| || |
Submitted by pscully on Fri, 02/12/2010 - 10:31.
02/18/2010 - 16:10
02/18/2010 - 17:30
STA/BST 290: Fushing Hsieh (Statistics, UC Davis)
Time, temperature and data cloud geometry
Thursday, February 18th, 2010 at 4.10pm, MSB 1147 (Colloquium Room)
Refreshments: 3.30pm, MSB 4110 (Statistics Lounge)
Speaker: Fushing Hsieh (Statistics, UC Davis)
Title: Time, temperature and data cloud geometry
Abstract: We begin with discussing what is global geometric information of possibly high dimensional data cloud without prior knowledge. We explain why ideas of time and temperature are essential to global information given a similarity or affinity measurement. We recognize that fundamental questions: 1) how many clusters?; 2) why local-to-global possible?, must be embedded onto the temperature trajectory, while their resolutions can be developed by incorporating the temporal dynamics through regulated random walks. At each temperature we construct an ensemble of regulated random walks to manifest a node-removal recurrence time profile which reveals not only the number of clusters, but also cluster membership.

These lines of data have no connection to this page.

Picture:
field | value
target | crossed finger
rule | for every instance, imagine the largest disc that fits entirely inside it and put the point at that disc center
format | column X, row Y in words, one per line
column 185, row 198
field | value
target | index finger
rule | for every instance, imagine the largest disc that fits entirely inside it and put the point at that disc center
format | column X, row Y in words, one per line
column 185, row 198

Collectively, we are able to derive a distribution of number of clusters, and a connectivity matrix. By varying the temperature from very low to very high, we arrive at a trajectory of phase transition that manifests the global geometry by revealing separated hard-core clusters and showing their emergence into soft-core clusters.
Comparisons with existing spectral clustering algorithms are performed through computer experiment and real data analysis.